Denn egal, für wie weltoffen und vorurteilsfrei wir uns halten, am Ende sind wir Opfer unserer eigenen Gehirne, die voll von Schubladen und erlernten Mustern sind. Auch, wenn wir zu den Guten zählen wollen. Es waren nette Bekanntschaften unter denen, die mir gesagt haben, ich würde nicht wie ein Araber aussehen. Und ich als Tarek habe nach meiner Tasche gegriffen.

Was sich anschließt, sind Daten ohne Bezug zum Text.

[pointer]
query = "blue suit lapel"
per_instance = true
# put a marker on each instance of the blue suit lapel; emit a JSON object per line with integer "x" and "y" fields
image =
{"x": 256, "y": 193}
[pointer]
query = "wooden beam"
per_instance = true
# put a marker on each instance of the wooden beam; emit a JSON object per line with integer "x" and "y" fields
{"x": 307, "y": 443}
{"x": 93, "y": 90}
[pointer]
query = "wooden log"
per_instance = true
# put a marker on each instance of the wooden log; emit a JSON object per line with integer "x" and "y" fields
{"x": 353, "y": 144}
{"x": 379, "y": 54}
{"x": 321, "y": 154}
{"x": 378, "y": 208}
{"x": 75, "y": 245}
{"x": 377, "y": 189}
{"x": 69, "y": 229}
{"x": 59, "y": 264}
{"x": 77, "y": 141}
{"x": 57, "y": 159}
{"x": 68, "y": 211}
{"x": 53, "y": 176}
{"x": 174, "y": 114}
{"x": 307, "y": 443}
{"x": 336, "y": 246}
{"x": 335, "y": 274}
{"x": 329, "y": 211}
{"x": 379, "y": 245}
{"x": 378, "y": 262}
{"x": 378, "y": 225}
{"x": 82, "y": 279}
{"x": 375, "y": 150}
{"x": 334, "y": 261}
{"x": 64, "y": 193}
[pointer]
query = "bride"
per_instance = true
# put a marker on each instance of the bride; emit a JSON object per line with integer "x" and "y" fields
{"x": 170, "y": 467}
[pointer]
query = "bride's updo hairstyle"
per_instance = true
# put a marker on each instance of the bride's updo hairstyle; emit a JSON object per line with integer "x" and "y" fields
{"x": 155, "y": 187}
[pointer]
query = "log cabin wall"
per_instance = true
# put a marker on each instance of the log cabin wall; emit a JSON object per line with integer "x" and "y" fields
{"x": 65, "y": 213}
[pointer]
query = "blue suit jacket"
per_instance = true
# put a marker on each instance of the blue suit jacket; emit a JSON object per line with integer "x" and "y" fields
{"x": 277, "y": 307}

Wie wir über Vorurteile sprechen
Damit bin ich nicht alleine. Denn die Wahrheit ist auch: Vorurteile sind als Affekthandlungen menschlich und liegen tief verankert in unserem Zusammenleben – nicht nur in Deutschland.
In „Kleine Einführung in das Schubladendenken: Über Nutzen und Nachteil des Vorurteils“ beschreibt der Sozialpsychologe Jens Förster, wie unser Gehirn und unsere Gesellschaft Vorurteile erst entwickeln – und dann zur Arbeitserleichterung nutzen.
13 Jahre später hat er das Buch nochmal neu aufgelegt oder besser gesagt, komplett neu geschrieben: „Schublade auf, Schublade zu: Die verheerende Macht der Vorurteile“ heißt es nun. Darin beschreibt er, wie Vorurteile entstehen:
„Unser Langzeitgedächtnis speichert Emotionen, die mit bestimmten Verhaltensweisen oder sozialen Gruppen zusammenhängen. Das erlaubt es uns, schnell auf Eindrücke von außen zu reagieren.“ Ganz einfach: Ich bin als Radfahrer besonders oft von SUVs geschnitten worden, deshalb halte ich jetzt SUV-Fahrer:innen für schlechte Menschen. Ein Vorurteil ist geboren. Dabei müsste ich die Erfahrung nicht einmal selbst machen. Obwohl ich quasi nie Kontakt mit Hunden hatte, bin ich als Kind zum Beispiel regelmäßig vor Angst ausgeflippt, einfach, weil mein Vater selbst sehr große Angst hatte und mir beigebracht hat: Hunde sind gefährlich. Dieses Vorurteil habe ich übernommen.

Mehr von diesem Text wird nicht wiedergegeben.